This psychological novel gives an insight into the frailty of a mind and the vulnerability of a young girl, Amanda, who never stood a chance.
Twenty-one year old Amanda thinks she has puzzled it all out: she has a twin sister, who was thrown in the dustbin after birth. Somehow, Jo, the twin sister, has survived this nightmare and Amanda feels it is her duty to find her so that she will be whole again. Her drive is a desperate one but Amanda knows she has to persevere or she will always experience this feeling of missing something vital. Amanda would love to know more about her father, Rodney, but Amanda’s mother Rosalind does not want to talk about him. That only adds to Amanda’s imagination…
Amanda lives with her mother, Rosalind, her stepsister Angie and, although he never married Rosalind, stepfather Neville. If you saw them, you would think Angie is Rosalind’s biological daughter as they look and act alike. Rosalind sometimes wishes Angie was her daughter instead of Amanda, who is shy and hates any attention drawn to her. Angie is fun and outgoing and “gives life to her words” although boyfriend Billy is a bit irritated because of her ailments. When Angie has one of her migraines, Billy takes Amanda out instead and regrets it from the moment they walk out the door. Amanda rarely speaks and idle chit-chat, which makes a date entertaining, is not Amanda’s style.

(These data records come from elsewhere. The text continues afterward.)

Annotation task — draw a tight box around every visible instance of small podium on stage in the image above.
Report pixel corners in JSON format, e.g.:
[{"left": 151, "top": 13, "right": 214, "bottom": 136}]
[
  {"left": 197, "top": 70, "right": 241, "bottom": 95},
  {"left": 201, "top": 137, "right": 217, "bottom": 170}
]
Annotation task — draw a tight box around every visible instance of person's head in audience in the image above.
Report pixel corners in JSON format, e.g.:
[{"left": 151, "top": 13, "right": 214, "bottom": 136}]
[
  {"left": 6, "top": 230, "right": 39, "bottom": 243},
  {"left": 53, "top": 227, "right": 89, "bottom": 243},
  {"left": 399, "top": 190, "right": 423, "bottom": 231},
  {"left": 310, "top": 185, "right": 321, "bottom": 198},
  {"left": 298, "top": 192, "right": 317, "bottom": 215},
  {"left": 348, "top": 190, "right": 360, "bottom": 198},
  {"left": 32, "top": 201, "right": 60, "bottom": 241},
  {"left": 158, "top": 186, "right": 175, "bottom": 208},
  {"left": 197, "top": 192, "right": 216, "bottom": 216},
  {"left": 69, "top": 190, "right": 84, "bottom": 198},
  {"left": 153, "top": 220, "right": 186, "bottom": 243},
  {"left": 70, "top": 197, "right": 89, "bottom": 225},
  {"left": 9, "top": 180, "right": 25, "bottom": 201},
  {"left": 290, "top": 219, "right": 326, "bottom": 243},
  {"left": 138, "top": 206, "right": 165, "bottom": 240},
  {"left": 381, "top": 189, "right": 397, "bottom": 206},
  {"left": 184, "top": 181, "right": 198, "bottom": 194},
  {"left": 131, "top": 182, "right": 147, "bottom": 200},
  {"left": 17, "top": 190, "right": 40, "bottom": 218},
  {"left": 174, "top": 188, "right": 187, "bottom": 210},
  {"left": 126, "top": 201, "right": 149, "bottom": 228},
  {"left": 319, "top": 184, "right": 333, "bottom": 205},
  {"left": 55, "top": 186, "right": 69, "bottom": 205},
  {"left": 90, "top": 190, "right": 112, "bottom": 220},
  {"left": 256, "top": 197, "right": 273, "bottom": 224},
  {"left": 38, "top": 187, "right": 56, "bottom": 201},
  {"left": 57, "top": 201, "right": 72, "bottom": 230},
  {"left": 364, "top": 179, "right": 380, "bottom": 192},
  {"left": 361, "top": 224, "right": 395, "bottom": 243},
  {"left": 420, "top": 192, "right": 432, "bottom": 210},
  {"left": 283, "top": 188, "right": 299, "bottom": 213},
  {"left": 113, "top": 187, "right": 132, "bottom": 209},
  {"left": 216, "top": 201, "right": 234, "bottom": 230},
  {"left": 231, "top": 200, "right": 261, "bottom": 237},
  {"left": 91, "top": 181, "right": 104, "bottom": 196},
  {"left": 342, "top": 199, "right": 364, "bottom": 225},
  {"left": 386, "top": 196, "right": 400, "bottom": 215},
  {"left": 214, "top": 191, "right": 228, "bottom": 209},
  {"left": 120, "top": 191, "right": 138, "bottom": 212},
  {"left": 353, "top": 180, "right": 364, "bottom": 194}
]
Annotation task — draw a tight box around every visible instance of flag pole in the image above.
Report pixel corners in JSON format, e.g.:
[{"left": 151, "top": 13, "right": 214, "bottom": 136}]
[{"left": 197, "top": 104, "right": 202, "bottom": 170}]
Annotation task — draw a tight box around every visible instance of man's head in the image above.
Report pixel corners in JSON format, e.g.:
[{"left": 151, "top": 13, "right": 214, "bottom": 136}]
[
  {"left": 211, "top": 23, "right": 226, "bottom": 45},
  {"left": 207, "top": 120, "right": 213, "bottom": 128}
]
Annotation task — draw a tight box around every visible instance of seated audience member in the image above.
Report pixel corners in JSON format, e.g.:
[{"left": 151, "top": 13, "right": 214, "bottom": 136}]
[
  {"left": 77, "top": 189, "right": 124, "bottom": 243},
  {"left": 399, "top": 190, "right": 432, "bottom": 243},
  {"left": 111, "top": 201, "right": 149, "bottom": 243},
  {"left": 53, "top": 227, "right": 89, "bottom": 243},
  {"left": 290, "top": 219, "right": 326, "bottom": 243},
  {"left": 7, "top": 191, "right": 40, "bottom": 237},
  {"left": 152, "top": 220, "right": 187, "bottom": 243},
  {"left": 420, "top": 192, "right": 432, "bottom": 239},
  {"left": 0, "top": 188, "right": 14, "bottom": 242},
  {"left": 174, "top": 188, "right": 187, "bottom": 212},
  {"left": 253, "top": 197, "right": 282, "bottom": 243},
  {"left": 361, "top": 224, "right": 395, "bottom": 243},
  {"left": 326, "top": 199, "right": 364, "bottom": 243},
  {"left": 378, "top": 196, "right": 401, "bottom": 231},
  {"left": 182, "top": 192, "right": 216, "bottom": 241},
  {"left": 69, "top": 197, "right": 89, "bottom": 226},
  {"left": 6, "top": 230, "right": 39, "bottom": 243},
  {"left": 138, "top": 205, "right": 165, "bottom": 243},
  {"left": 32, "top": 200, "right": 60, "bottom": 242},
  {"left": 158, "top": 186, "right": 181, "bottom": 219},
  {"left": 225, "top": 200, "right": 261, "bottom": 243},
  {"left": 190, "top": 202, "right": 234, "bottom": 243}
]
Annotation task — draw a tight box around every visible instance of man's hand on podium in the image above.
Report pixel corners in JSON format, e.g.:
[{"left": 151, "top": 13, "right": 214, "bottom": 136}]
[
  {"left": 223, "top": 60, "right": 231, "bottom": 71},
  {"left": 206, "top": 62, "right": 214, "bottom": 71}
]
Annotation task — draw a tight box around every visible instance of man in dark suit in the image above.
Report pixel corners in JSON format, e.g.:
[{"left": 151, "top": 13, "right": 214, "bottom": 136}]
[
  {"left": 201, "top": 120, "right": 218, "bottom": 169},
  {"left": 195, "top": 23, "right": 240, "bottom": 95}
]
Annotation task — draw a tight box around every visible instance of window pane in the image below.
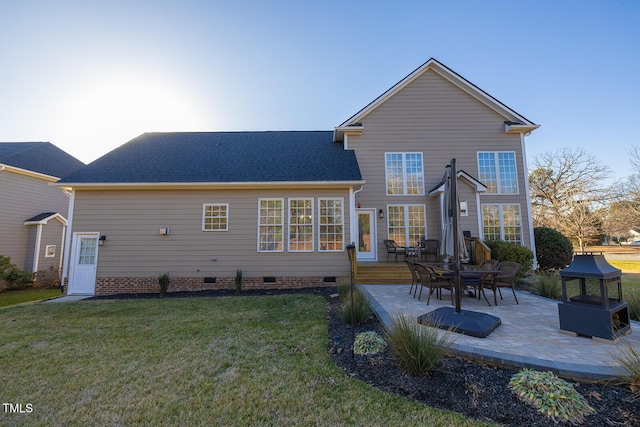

But Amanda has something nobody except for Angie knows: she writes poems. Angie knows people find her shallow and, as she is craving for some serious attention from boyfriend Billy, Angie wants to pose as the author of Amanda’s poems.
They do not know it yet, but this is a turning point in their and Angie and Billy’s relationship. At the moment, Amanda is more concerned with her cause of finding her twin sister Jo as Amanda is sure she is called. Amanda even goes as far as applying for a job in Devon after reading Jo’s story in an article. Jo’s appeal brings a certainty to Amanda’s heart that the Jo of the article is her lost twin sister and she will do what it takes to reconnect to Jo in order to get rid of the feeling of loss. What follows is difficult to understand for everyone but Amanda, whose lively imagination paints mind pictures to the events that must have happened and give meaning to her everyday existence. Every spirit has a colour and unless Amanda is able to find her twin sister Jo, whose spirit is “pearly pink or green or blue” Amanda’s spirit cannot be defined. Only when the story moves forward, we have an idea of what happened and who Amanda is.
I’m shaken up after reading this disturbing psychological novel. How dare people mess up a young girl’s life? The behaviour of two of the characters in particular, was simply appalling to me and I had to hold myself in not to shout at them – the trouble is that they got a second chance, something Amanda was deprived of. I cannot say any more as it would be giving the plot away, but let me say this: people are not pets or, even worse, objects you can dispose of or divide up. Kate Rigby has presented us with a well-written novel, in which we have a unique insight into a fragile mind and the devastating effects of lies and secrets on a vulnerable person. The book left me with so many questions but most of all with feelings of loss and sadness as well as an enormous resentment against those responsible – you have to read this psychological novel to understand my bewilderment.
About the Author
Kate Rigby has been writing for over thirty years now, with some successes along the way! She loves cats, singing, photography, music and LFC, in no particular order. She is also an advocate for online campaigns against social injustice. Her punk novel, Fall Of The Flamingo Circus was published by Allison & Busby (1990) and by Villard (American hardback 1990). Skrev Press published her novels Seaview Terrace (2003) Sucka! (2004) and Break Point (2006) and other shorter work has appeared in Skrev’s avant-garde magazine Texts’ Bones including a version of her satirical novella Lost The Plot. Thalidomide Kid was published by Bewrite Books (2007). Her book Little Guide to Unhip was published by Night Publishing (2010). She has had other short stories published and shortlisted including Hard Workers and Headboards, first published in The Diva Book of Short Stories and also as part of the Dancing In The Dark erotic anthology (Pfoxmoor 2011). She also received a Southern Arts bursary for her novel Where A Shadow Played (now titled ‘Did You Whisper Back?’).